Bluebell Capital Partners has told Glencore - which is the world's largest exporter of thermal coal - that it could realise more value for shareholders if it separated the business and simplify its asset base by taking coal out of its core business.
"Glencore is not an investible company for investors who place sustainability at the heart of their investment process," Bluebell reportedly said in a letter.
"A clear separation between carbonised and de-carbonised assets is needed to increase shareholder value and remove the 'coal discount', while simultaneously ensuring coal assets will be managed responsibly."
Newly-appointed Glencore CEO Gary Nagle said in an investment update that the company was engaged in dialogue with investor group Climate Action 100+, which was established in 2017 as a five-year initiative to support the 167 highest-emitting listed companies in the world to align with the goals of the Paris Agreement.
"We consider the advice and insights of CA100+ in developing our climate strategy," he said.
"In 2021, CA100+ undertook Glencore's first assessment against the benchmark and acknowledged the progress we have made in achieving positive scores for our net-zero commitment and targets."
Nagle said as the benchmark continued to evolve, Glencore would maintain its engagement activities with both the CA100+ and other investor bodies such as the Institutional Investors Group on Climate Change.
"We recognise there is significant movement underway to strengthen and standardise accounting of climate related risks and opportunities, including efforts by the IFRS [International Financial Reporting Standards] Foundation," he said.
"We also welcome the evolving scrutiny that a number of organisations are now providing on how corporates report and communicate on the impact of climate change on business resilience, as well as setting and progressing emission reduction targets.
"In addition to CA100+, many of our shareholders have expressed the importance that they attach to climate change and their expectation for Glencore to align its business strategy with the goals of the Paris Agreement.
"At our 2021 AGM, we provided our shareholders with their first advisory vote on our three-yearly climate action transition plan and 94.4% of our shareholders voted in favour of this plan."
Nagle said going forward, shareholders would have an advisory vote on the three-yearly climate action transition plan and its intervening progress reports at each AGM.
"As the named executive for driving strategy relating to climate within our board, relevant performance indicators have been added to my remuneration package," he said.

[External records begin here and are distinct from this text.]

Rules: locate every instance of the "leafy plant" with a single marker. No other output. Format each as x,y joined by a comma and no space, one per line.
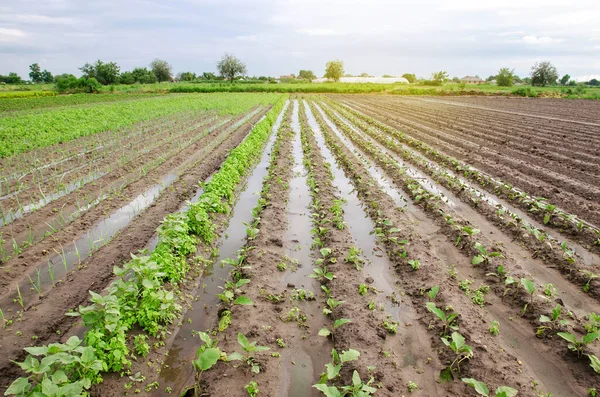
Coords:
577,345
482,389
448,320
64,370
250,348
460,348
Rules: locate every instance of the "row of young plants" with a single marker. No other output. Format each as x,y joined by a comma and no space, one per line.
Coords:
543,210
397,243
336,269
61,220
542,243
233,297
144,292
21,133
485,257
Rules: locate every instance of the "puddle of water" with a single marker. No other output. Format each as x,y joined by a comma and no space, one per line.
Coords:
179,373
413,172
298,238
375,172
73,254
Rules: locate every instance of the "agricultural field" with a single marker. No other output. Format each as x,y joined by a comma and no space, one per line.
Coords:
299,245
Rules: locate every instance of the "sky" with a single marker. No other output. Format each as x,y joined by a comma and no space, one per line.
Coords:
279,37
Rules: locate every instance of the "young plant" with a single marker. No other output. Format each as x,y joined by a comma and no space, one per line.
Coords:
577,345
551,323
249,348
206,357
483,256
482,389
530,288
495,328
460,348
448,320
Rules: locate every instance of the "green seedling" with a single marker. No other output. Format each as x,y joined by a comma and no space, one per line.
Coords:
483,256
550,324
577,345
495,328
252,389
460,348
363,289
482,389
590,276
411,386
250,348
206,357
530,288
448,320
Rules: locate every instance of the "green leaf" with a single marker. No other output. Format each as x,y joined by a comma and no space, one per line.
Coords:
329,391
477,260
208,358
341,321
242,340
349,355
479,387
243,300
324,332
589,338
528,285
49,388
505,391
594,363
569,337
19,386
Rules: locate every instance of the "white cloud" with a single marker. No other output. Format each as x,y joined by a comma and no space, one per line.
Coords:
11,35
542,40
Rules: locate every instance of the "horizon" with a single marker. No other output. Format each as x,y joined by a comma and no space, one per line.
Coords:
273,39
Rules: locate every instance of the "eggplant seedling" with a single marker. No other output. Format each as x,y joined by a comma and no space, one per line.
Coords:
249,348
577,345
460,348
482,389
448,320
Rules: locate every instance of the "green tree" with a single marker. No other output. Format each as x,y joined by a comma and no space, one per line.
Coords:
186,76
35,73
440,76
412,78
334,70
104,72
505,77
143,76
47,77
161,69
127,78
543,74
230,67
306,75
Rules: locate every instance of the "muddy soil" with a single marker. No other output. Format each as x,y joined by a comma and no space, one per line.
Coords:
44,317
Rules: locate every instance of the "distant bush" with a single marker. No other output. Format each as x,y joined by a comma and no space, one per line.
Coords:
527,92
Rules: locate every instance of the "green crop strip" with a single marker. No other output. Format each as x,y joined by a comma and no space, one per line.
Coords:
144,292
21,133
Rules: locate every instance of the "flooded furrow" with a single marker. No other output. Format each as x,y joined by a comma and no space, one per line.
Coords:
376,172
303,363
413,341
178,373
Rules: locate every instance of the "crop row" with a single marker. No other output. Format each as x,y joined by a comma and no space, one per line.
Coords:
523,287
540,243
144,292
543,210
26,132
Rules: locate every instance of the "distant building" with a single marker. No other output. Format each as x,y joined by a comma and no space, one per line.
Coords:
375,80
472,80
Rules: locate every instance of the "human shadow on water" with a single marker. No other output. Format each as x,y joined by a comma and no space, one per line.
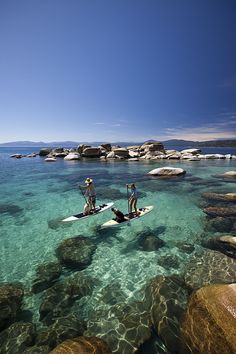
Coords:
147,240
105,235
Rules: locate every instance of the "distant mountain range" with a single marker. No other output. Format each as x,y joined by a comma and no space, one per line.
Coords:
166,143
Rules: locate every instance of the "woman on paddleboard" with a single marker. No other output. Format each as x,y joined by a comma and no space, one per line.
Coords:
133,198
90,193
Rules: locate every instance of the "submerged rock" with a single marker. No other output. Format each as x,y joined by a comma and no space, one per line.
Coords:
220,224
18,337
41,349
230,174
63,328
59,299
82,345
45,275
169,261
210,267
210,321
124,327
72,156
150,243
220,211
76,252
225,244
228,197
11,297
166,297
167,171
185,246
10,209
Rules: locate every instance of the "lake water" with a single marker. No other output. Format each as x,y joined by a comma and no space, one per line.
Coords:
38,195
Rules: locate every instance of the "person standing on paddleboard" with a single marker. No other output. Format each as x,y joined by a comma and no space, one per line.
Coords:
133,198
90,193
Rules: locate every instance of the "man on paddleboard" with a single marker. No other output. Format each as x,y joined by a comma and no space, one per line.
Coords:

"Of the scorecard that will be used for setting my annual variable compensation, 15% is reserved for indicators that chart our progress towards our short- and medium-term absolute emission reduction targets."
Nagle said Glencore welcomed the Glasgow Climate Pact that was agreed as a result of the COP26 proceedings earlier this year.
"The pact signals a continued ambition to keep the average rise in global temperatures to below 1.5C," he said.
"The commitment to phase down the use of fossil fuels is consistent with our strategy of responsibly depleting our coal portfolio over time, as we prioritise investment in metals needed for the transition.
"During 2021 we progressed the identification of carbon abatement opportunities across the portfolio and significantly expanded our marginal abatement cost curve.
"We further assessed the impact of carbon prices on the industry cost structure across each of our major commodity businesses and incorporated the results into our resilience analysis.
"We are committed to reducing our total emissions [Scope 1, 2 and 3] by 15% by 2026 and 50% by 2035, both on 2019 levels.
"Post 2035, our ambition is to achieve net zero total emissions by 2050, with a supportive policy environment."